Effect of Low Power Laser in the Pain After Lower Tooth Extraction

Not Applicable

Completed

• Conditions: Third Molar Extraction; Tooth Extraction; Oral Pain
• Interventions: Radiation: Low frequency laser activated photobiomodulation; Other: Low frequency laser photobiomodulation inactive

• Registration Number: NCT05255731
• Lead Sponsor: University of Santiago de Compostela

Brief Summary

Introduction: Previously published studies report a prevalence ranging from 35.9% to 58.7% of the general population with at least one impacted wisdom tooth. Surgical extraction of wisdom teeth is the procedure most often associated with postoperative complications, such as pain, swelling, trismus, and oral discomfort during the first postoperative days. These complications arise from an inflammatory response, which is a direct and immediate consequence of the surgical intervention and can limit the patients' daily functions in the recovery phase and compromise their quality of life. Several methods have been used to control postoperative morbidity related to wisdom tooth extraction, including administration of proteolytic enzymes, tube drains, cryotherapy, anti-inflammatory and analgesic drugs and low level laser therapy.

Objectives: To test whether the use of low power laser can improve post-operative pain, swelling and healing of the surgical wound.

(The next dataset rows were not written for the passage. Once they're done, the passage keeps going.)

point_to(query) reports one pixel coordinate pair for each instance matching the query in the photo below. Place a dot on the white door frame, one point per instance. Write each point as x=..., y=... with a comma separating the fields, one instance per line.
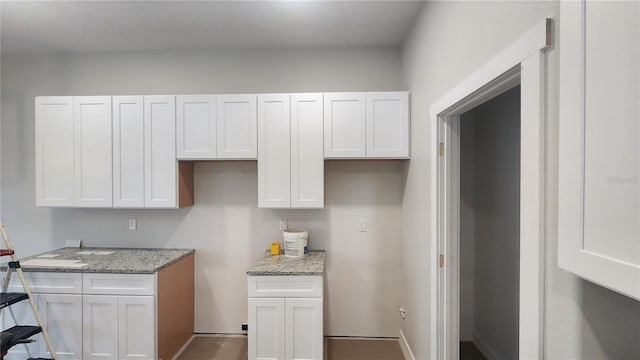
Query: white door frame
x=524, y=63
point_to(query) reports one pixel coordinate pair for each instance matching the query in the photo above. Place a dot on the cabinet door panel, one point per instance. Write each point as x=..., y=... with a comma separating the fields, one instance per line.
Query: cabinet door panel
x=100, y=327
x=24, y=316
x=237, y=127
x=93, y=170
x=387, y=124
x=599, y=191
x=196, y=126
x=128, y=152
x=54, y=151
x=274, y=155
x=266, y=329
x=160, y=152
x=307, y=151
x=303, y=336
x=62, y=317
x=136, y=327
x=344, y=125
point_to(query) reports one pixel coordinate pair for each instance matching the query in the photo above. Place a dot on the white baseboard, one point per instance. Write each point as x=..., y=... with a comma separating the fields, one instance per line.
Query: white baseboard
x=404, y=346
x=484, y=348
x=182, y=348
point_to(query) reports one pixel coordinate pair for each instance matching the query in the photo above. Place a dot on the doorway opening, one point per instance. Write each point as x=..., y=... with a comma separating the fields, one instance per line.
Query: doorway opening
x=522, y=65
x=489, y=228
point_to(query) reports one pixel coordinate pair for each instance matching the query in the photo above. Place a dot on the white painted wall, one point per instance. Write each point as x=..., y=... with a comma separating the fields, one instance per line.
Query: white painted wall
x=226, y=228
x=450, y=41
x=467, y=225
x=496, y=203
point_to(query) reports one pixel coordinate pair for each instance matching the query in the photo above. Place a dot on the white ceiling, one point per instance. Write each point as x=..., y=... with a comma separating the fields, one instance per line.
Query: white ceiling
x=80, y=26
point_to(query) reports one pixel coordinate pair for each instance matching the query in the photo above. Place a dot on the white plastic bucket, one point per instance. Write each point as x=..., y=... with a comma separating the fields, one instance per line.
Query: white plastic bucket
x=295, y=241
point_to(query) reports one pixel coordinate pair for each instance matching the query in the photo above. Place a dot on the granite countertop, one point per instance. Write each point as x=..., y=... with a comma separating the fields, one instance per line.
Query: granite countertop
x=104, y=260
x=272, y=265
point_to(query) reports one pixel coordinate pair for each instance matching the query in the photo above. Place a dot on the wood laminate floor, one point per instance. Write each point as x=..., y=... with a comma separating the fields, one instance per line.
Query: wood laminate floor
x=235, y=348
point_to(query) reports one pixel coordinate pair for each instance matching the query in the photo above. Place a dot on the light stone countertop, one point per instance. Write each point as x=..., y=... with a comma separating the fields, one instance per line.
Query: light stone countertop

Material and methods: A double-centre, randomised, split-mouth, double-centre clinical study will be carried out in 38 patients per centre, totalling 76 patients and 152 wisdom teeth, who will undergo surgery for the extraction of the lower third molars. The necessary data for the study will be taken on the days of the consultation for surgery planning, on the day of surgery, by the patient on each post-operative day and on the 7th post-operative day (at the time of suture removal ).

Detailed Description

Not available

Study Timeline

• Study First Submitted: 2022-02-01
• Study Start: 2022-02-15
• Study First Submitted QC: 2022-02-21
• Study First Posted: 2022-02-24
• Primary Completion: 2023-07-30
• Study Completion: 2023-11-30
• Status Verified: 2024-07
• Last Update Submitted: 2024-07-18
• Last Update Posted: 2024-07-19

Recruitment & Eligibility

• Status: COMPLETED
• Sex: All
• Target Recruitment: 80

Inclusion Criteria

• Patients who require extraction of the two lower wisdom teeth due to previous infection or pain, orthodontics or crowding, caries and who have a similar degree of difficulty according to the Pell and Gregory/Winter classifications.
• Patients must have the capacity to understand and decide at the time of voluntarily signing the informed consent before any intervention related to the study is performed.
• Patients who, after being informed about the aims and procedures of the research, agree and sign the informed consent form. Patients must be willing and able to adhere to the study in order to complete the necessary visits.

Exclusion Criteria

• Patients with uncontrolled systemic disease (ASA ≥ III).
• Patients with severe periodontal disease or acute pericoronitis.
• Smokers of more than 5 cigarettes per day.
• Pregnant and lactating women, as the effect of laser therapy in this population has not been studied, its use is contraindicated.

Study & Design

• Study Type: INTERVENTIONAL
• Study Design: PARALLEL

Arm && Interventions

Group	Intervention	Description
Laser Group (GL)	Low frequency laser activated photobiomodulation	Patients will be submitted to a low power laser application immediately after suturing of the surgical area. The radiation emission shall be conducted according to protocol.
Control Group (CG)	Low frequency laser photobiomodulation inactive	In these patients the investigators will use the same protocol applied in the experimental group (time and application values) but the laser device will be turn off.

Primary Outcome Measures

Name	Time	Method
Evaluate edema after surgery	7 days	To evaluate the effect of diode laser radiation of 808 nm (infrared) applied intra and extra-orally on the post-operative edema (by measuring in centimetres obtained by a ruler - external contour of the face from the tragus to the labial comisure, from the gonion to the external ocular corner, the greater the measurement obtained, when compared with the initial measurement, the greater the post-operative edema).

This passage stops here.